Forum Moderators: goodroi

Message Too Old, No Replies

Remove unwanted and already indexed pages from google search result

         

anthonyinit

12:45 am on Dec 17, 2020 (gmt 0)

10+ Year Member



Hello,
Google have already indexed my website pages and it appears in search result however, i want to remove some pages from google and tell google not to reindex them.

Google have already indexed pages like
https://www.example.com/index.php?ccode=BG
https://www.example.com/index.php?ccode=RU
https://www.example.com/index.php?ccode=DE
https://www.example.com/index.php?ccode=ES

how to remove these url from google and not to reindex them?

not2easy

1:23 am on Dec 17, 2020 (gmt 0)

WebmasterWorld Administrator 10+ Year Member Top Contributors Of The Month



Do the pages physically exist or are they dynamically generated?

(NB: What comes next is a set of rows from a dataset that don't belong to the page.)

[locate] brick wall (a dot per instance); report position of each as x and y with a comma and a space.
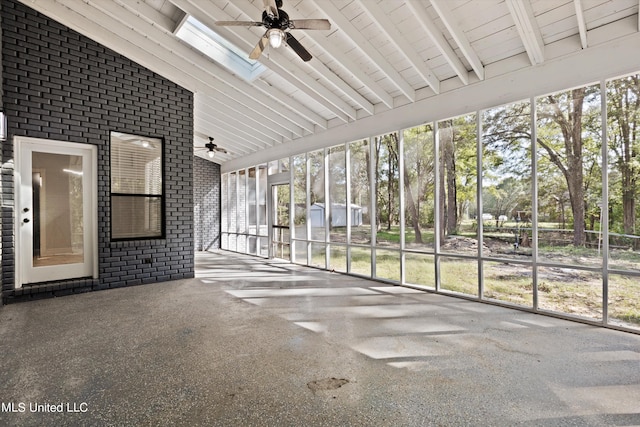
63, 86
206, 204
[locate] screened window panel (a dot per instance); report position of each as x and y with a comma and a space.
136, 217
136, 187
136, 164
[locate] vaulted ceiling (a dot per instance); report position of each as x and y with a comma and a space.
378, 56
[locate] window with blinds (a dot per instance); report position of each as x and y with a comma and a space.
137, 190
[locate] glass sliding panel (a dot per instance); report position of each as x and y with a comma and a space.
317, 209
280, 232
361, 261
224, 218
624, 303
300, 248
233, 205
232, 241
420, 270
623, 114
252, 207
506, 182
570, 291
58, 220
419, 187
569, 158
388, 265
338, 259
338, 195
509, 282
387, 190
252, 245
458, 180
262, 202
300, 197
318, 252
459, 275
263, 245
360, 194
242, 210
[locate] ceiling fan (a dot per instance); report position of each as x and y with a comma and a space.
212, 148
277, 23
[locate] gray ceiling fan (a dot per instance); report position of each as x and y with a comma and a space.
212, 148
278, 24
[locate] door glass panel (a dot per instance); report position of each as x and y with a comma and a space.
58, 233
281, 238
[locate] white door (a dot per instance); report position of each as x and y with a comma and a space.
56, 210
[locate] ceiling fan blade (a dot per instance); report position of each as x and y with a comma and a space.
298, 48
310, 24
271, 8
257, 51
238, 24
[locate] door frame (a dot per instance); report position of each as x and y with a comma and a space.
282, 178
50, 145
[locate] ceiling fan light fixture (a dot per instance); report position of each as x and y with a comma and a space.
276, 37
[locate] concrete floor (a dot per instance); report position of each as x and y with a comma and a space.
250, 342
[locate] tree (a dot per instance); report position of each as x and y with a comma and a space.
623, 112
562, 115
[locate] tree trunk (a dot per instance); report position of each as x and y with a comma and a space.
571, 127
413, 211
450, 172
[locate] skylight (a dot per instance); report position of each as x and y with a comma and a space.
219, 49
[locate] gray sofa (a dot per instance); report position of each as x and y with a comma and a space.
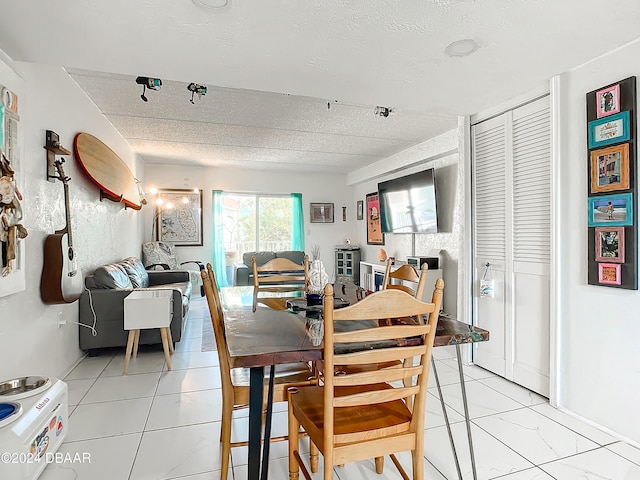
243, 273
106, 291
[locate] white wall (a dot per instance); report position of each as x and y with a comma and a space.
31, 341
440, 153
599, 362
322, 188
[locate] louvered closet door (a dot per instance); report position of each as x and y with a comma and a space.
512, 232
531, 244
490, 219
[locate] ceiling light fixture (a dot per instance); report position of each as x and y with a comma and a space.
462, 48
150, 83
196, 89
382, 111
211, 4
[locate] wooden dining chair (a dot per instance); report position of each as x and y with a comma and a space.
278, 277
235, 381
406, 273
358, 416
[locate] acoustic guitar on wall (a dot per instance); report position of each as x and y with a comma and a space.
61, 279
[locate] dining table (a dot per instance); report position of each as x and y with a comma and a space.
269, 337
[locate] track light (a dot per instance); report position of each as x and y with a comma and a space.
196, 89
150, 83
382, 111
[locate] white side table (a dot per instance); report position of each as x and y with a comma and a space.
148, 309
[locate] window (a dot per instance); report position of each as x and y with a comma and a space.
256, 222
253, 222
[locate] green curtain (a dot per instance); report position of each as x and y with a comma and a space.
219, 259
297, 222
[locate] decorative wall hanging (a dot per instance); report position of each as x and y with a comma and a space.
374, 229
612, 186
321, 213
178, 217
12, 231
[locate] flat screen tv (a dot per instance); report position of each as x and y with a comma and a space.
408, 204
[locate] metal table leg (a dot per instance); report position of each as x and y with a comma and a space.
466, 412
446, 421
256, 377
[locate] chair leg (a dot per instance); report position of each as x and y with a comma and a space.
294, 443
379, 465
418, 464
225, 438
313, 456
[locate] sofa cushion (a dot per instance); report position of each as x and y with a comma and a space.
136, 272
261, 257
111, 276
296, 256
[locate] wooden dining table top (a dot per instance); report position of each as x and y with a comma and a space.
270, 337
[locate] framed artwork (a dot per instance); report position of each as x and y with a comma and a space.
374, 229
610, 244
609, 273
610, 169
608, 101
321, 213
607, 130
611, 210
179, 217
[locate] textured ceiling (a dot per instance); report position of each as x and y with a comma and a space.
362, 52
248, 128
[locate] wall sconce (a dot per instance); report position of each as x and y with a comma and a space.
196, 89
150, 83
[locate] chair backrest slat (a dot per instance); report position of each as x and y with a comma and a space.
406, 273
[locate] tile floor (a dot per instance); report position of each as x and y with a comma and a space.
157, 424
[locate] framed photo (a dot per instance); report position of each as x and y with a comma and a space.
608, 101
321, 213
608, 130
374, 229
610, 244
609, 273
611, 210
179, 217
610, 169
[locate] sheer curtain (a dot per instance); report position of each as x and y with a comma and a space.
297, 222
219, 259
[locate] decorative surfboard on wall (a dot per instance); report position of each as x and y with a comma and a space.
107, 170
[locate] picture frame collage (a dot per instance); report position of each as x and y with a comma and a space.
612, 186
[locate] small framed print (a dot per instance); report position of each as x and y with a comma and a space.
608, 101
321, 213
610, 169
609, 273
610, 244
611, 210
608, 130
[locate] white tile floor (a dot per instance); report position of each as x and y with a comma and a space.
155, 424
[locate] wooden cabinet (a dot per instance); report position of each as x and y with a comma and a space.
348, 265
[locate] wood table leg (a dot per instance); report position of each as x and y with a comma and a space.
127, 354
165, 346
136, 342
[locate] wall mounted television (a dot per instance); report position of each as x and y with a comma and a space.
408, 204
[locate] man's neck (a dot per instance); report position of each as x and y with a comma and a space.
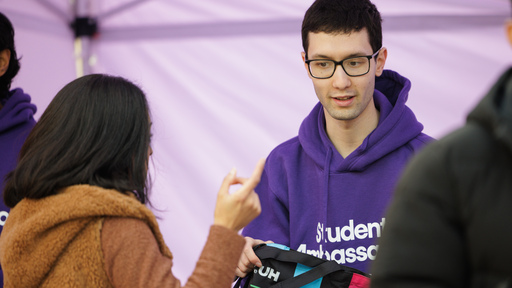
347, 135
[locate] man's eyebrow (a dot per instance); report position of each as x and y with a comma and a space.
321, 56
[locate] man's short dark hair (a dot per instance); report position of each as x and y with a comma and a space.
7, 42
344, 17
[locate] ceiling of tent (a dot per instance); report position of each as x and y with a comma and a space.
146, 19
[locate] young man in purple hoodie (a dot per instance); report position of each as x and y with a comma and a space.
16, 112
325, 191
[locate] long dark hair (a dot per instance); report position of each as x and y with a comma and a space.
7, 42
343, 16
96, 131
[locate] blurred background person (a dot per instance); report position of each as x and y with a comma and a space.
449, 224
16, 111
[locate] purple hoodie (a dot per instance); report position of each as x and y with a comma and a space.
16, 121
315, 201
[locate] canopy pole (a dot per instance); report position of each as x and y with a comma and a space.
85, 28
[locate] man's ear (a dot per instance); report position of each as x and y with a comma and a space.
381, 61
508, 30
5, 56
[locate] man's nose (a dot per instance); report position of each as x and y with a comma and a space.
340, 79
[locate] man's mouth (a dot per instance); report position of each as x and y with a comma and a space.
344, 98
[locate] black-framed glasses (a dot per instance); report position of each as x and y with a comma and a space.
353, 66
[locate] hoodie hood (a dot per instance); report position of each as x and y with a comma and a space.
495, 110
17, 110
397, 126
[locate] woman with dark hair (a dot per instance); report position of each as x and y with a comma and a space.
78, 217
16, 111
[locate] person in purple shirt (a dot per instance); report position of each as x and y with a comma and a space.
325, 191
16, 111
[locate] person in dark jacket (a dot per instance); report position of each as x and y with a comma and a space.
16, 111
449, 223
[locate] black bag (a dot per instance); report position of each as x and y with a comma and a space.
287, 268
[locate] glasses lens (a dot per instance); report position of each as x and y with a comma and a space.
321, 68
356, 66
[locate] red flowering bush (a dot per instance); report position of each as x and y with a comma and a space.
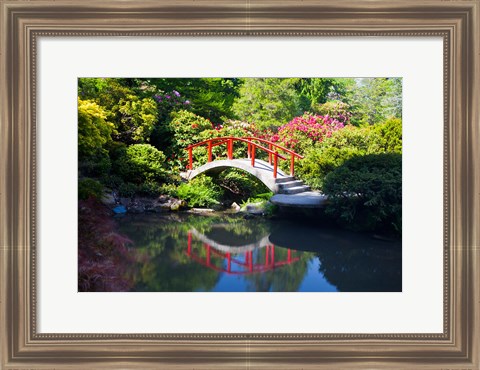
304, 131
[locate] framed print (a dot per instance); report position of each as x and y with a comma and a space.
67, 68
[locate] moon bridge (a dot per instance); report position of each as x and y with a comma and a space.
266, 171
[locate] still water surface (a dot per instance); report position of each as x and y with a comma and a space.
227, 253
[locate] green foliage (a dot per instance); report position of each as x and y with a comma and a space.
335, 150
93, 128
200, 192
187, 129
135, 119
241, 184
336, 109
373, 100
88, 188
96, 165
141, 163
317, 91
267, 102
365, 192
206, 97
390, 135
122, 100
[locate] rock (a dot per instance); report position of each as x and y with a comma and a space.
177, 204
201, 210
136, 207
163, 199
120, 209
235, 206
159, 208
149, 207
255, 208
109, 199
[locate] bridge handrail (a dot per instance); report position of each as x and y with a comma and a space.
226, 138
252, 145
289, 151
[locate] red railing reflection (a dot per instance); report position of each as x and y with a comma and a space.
240, 264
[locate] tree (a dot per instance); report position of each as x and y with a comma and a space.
133, 114
93, 128
211, 98
373, 100
267, 102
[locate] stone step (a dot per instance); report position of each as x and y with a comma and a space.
295, 190
290, 184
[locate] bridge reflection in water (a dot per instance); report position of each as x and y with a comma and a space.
241, 260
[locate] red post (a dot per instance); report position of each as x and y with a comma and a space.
292, 165
189, 248
275, 165
208, 254
209, 151
190, 159
229, 259
230, 149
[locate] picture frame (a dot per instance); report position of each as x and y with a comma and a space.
23, 22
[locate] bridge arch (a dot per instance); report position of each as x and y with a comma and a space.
267, 172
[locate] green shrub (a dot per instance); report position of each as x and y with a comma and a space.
365, 192
89, 188
200, 192
390, 135
241, 183
96, 165
142, 163
344, 144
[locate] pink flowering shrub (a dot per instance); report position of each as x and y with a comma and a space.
304, 131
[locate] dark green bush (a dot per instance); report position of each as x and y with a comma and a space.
200, 192
334, 151
141, 163
96, 165
390, 135
241, 184
89, 188
365, 193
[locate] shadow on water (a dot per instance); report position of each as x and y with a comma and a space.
185, 252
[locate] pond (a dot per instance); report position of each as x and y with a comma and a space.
217, 252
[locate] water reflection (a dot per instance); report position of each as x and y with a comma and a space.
185, 253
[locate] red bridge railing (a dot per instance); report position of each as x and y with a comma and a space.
253, 143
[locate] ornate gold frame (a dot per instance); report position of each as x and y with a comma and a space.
23, 21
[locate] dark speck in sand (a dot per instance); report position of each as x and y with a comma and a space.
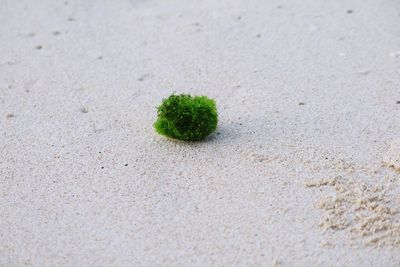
145, 77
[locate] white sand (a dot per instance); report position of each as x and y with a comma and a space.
79, 82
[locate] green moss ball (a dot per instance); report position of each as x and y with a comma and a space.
186, 118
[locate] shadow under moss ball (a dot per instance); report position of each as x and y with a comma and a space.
186, 118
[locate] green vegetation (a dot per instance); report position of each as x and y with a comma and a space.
186, 118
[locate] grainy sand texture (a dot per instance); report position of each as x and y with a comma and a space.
303, 169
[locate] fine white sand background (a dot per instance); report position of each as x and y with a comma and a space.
297, 173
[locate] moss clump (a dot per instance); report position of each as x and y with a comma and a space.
186, 118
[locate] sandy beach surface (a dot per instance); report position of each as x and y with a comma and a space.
300, 172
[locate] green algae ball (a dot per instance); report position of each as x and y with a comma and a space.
185, 117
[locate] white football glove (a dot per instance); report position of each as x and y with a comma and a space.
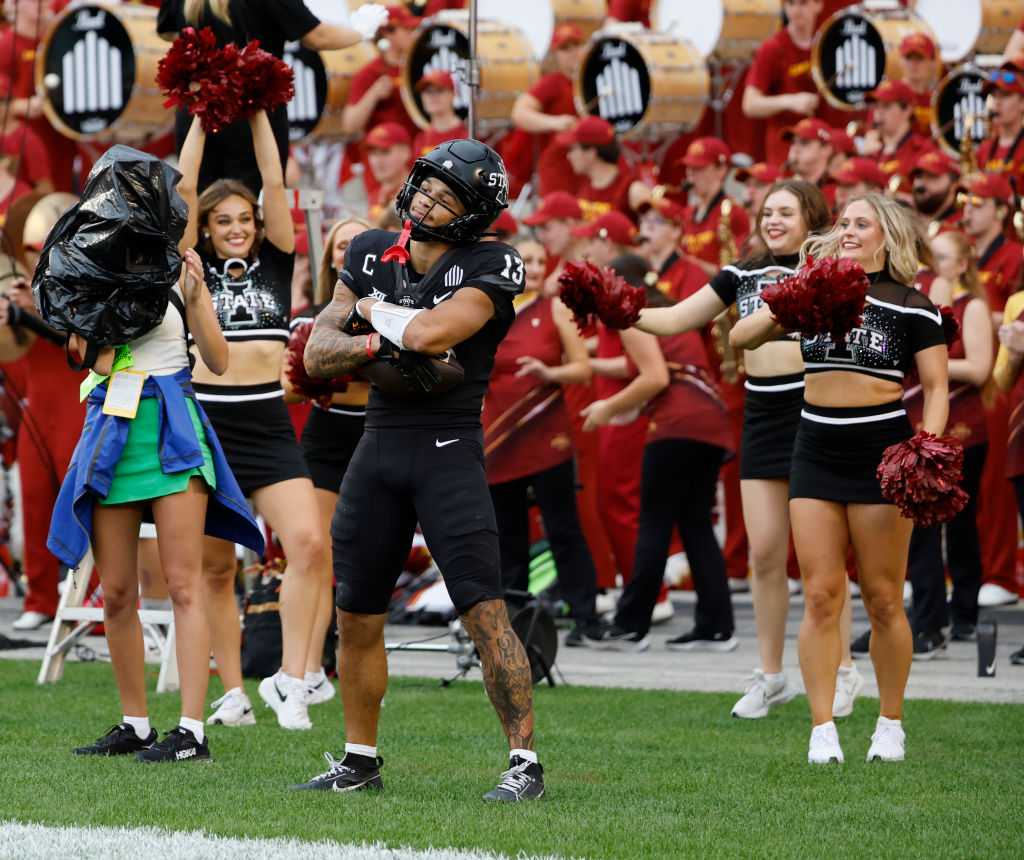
368, 19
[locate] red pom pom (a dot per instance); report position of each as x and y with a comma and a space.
950, 328
825, 297
922, 477
267, 82
593, 293
321, 390
195, 74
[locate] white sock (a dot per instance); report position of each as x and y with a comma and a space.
139, 724
361, 749
195, 726
525, 755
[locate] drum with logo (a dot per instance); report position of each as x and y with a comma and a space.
322, 84
856, 47
505, 58
730, 31
645, 84
968, 27
958, 108
96, 70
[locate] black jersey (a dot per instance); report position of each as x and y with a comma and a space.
742, 285
493, 267
898, 323
252, 299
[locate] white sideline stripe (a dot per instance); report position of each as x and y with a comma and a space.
39, 842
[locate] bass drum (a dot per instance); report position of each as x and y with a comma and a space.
730, 31
958, 109
856, 47
645, 84
505, 59
322, 84
96, 71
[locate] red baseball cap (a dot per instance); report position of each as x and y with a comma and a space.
991, 186
918, 43
566, 34
611, 225
387, 135
760, 172
590, 131
554, 206
707, 151
505, 224
937, 164
842, 142
860, 170
891, 91
399, 15
438, 78
809, 129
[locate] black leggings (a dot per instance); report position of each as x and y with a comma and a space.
927, 569
554, 490
680, 479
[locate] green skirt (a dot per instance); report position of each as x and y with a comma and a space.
138, 475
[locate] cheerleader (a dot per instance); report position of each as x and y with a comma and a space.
852, 412
153, 455
329, 438
687, 438
774, 393
248, 256
970, 366
527, 444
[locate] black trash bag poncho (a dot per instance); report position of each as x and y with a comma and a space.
109, 264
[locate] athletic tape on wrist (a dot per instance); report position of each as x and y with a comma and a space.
391, 320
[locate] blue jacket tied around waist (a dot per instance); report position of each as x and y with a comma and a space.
97, 453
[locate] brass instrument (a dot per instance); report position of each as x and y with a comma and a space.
969, 161
732, 362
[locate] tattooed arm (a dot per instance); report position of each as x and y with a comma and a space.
330, 352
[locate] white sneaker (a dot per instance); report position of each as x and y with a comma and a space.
888, 742
824, 746
232, 708
990, 594
318, 688
287, 697
664, 610
848, 684
31, 620
761, 694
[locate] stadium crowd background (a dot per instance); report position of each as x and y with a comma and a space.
686, 201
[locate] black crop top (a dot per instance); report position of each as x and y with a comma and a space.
743, 286
257, 303
898, 323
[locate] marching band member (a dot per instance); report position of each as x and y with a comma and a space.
437, 93
852, 413
527, 443
893, 141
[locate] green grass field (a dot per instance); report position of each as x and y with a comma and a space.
630, 774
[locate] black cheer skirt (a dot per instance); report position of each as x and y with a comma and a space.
329, 439
255, 430
838, 452
771, 416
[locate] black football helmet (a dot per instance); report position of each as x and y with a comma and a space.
475, 173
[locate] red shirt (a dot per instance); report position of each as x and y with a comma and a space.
900, 161
999, 269
525, 424
596, 202
700, 234
428, 138
781, 68
1008, 160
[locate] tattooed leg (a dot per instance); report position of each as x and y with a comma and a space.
506, 671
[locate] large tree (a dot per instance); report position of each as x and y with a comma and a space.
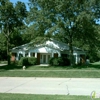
11, 17
74, 19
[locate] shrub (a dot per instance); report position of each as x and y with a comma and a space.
27, 61
23, 61
32, 60
60, 61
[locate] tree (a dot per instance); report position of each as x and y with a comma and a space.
11, 18
73, 18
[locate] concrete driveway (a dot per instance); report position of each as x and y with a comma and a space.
61, 86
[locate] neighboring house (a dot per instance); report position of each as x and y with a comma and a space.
50, 48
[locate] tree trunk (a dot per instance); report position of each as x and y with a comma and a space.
71, 57
8, 53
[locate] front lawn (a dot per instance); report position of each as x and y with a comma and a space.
5, 96
90, 71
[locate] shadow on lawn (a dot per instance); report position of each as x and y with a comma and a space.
87, 66
9, 67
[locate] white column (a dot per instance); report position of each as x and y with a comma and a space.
35, 55
29, 54
76, 59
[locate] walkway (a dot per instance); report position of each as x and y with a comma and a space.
60, 86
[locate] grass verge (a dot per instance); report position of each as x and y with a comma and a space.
91, 71
5, 96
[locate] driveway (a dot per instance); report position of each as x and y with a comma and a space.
61, 86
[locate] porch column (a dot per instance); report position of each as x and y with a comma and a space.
29, 54
35, 55
76, 59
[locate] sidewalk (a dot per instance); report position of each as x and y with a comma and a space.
53, 86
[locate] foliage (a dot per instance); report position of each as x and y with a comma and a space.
32, 60
24, 61
71, 19
11, 17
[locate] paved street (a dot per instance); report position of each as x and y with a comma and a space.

If they are all in one directory you can remove them using X-Robots headers whether they are dynamically generated or physical pages.

anthonyinit

2:19 am on Dec 17, 2020 (gmt 0)

10+ Year Member



I believe these are dynamically generated pages i don't see any pages in my directories. when i select languages eg. RU or DE my URL change accordingly

if i chose RU language my URL change to https://www.example.com/index.php?ccode=RU

not2easy

3:53 am on Dec 17, 2020 (gmt 0)

WebmasterWorld Administrator 10+ Year Member Top Contributors Of The Month



If you wish to remove only the list of URLs above that appear to be dynamically generated versions of one single page the easiest way is to prevent them from being created. Since those appear to be versions of the home page of a site, you would not want to use noindex either as a metatag or X-Robots. That would noindex the entire site, I don't think that is what your goal is.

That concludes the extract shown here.